Health Blogs | Alternative Therapy

loneliness

January 18th, 2010 by Yehuda Frischman
A new friend wrote to me recently that he felt bad that the people he used to hang out with ten years previously were all doing the same thing, as back then--nothing. Yet they found him on Facebook,the new place for people who are bored to hangout! I wrote back that the friendships he had back then were probably superficial. Often when one grows, one leave behind those from the past. I left for Yeshiva back in 1970 and returned to LA in '76. When I came back, I felt so alone. Many of my dear friends from the past now viewed me as a religious fanatic, and neither wanted to be with me, nor grow with me. As time has passed I now see many of my peers from my youth as acting and looking really old! Yet the Torah, and especially, the teachings of Chasidus guide us to maintain a joie d'vivre, a youthful optimism and joy of life, while working to grow in knowledge and connectivity with Ha-Shem. When one is constantly aware that "Ein od milvado" (There is none other than Him), then one never feels alone. It is a tremendous challenge, for we live in an unforgiving, selfish, cruel and particularly lonely society. People survive by "hanging out." Yet how many friendships are genuine, without strings attached? As our chazal tell us in Pirkei Avos perek 5: "Any love that is conditional, will cease when the condition upon which it depends vanishes. But if it is unconditional, it will never cease."

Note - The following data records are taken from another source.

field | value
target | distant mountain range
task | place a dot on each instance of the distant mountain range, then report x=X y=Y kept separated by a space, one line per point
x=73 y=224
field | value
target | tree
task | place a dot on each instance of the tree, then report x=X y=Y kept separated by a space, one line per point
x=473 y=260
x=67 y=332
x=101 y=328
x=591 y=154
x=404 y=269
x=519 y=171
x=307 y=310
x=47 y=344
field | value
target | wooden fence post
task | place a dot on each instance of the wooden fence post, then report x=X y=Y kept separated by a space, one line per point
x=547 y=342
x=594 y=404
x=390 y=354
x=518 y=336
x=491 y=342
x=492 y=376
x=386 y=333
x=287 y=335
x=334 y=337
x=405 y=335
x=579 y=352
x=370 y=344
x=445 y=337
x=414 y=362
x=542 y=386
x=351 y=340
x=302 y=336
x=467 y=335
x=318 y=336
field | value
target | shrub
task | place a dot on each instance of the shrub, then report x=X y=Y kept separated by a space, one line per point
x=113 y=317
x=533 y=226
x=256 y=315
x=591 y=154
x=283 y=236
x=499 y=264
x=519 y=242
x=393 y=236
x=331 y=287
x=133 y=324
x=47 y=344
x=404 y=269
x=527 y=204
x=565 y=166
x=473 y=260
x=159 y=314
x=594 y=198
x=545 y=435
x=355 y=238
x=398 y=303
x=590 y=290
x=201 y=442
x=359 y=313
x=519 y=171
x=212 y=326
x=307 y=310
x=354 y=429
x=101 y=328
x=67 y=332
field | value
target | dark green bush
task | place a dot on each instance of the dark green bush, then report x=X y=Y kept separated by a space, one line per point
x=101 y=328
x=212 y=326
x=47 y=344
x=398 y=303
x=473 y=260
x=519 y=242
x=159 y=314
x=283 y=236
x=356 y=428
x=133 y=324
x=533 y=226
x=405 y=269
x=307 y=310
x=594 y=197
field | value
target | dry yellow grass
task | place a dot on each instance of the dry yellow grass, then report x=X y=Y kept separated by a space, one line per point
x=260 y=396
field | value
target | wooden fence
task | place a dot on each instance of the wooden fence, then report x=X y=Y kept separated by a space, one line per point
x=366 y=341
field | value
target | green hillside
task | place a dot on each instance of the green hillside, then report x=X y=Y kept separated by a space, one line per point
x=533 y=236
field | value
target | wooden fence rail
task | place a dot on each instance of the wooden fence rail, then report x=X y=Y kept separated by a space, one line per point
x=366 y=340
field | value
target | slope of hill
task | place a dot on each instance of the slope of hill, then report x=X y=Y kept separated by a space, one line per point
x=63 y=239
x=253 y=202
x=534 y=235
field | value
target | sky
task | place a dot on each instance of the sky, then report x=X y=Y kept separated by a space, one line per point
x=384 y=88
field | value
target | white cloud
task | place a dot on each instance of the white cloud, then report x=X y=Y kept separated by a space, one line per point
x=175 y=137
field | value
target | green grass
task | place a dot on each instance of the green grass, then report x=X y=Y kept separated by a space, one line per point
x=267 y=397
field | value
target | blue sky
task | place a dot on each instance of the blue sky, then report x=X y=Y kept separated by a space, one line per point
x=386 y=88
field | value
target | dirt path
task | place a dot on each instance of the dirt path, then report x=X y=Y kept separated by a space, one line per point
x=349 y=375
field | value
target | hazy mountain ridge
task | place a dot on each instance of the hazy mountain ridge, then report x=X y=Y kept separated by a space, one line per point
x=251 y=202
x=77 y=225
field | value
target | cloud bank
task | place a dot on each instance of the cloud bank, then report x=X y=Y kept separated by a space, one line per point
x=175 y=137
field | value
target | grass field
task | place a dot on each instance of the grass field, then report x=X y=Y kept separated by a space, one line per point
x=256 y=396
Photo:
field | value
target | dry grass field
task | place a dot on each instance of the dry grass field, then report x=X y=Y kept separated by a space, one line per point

I would suggest, therefore to first and foremost honor yourself, body and soul, and try to be misboded daily, reviewing the course of the days events, considering what happened to you and why, and what you could have done differently to better please Ha-Shem. Work hard to love people only to help them, and without any agenda or ulterior motive (even such as kiruv-influencing them to become observant!) And as you do chesed (acts of kindness), know that you are making the A-lmighty smile. What we do does matter. Don't waste time with unnecessary activities or stimulation. The more one works on doing for Ha-Shem and healing the world, the less lonely one feels.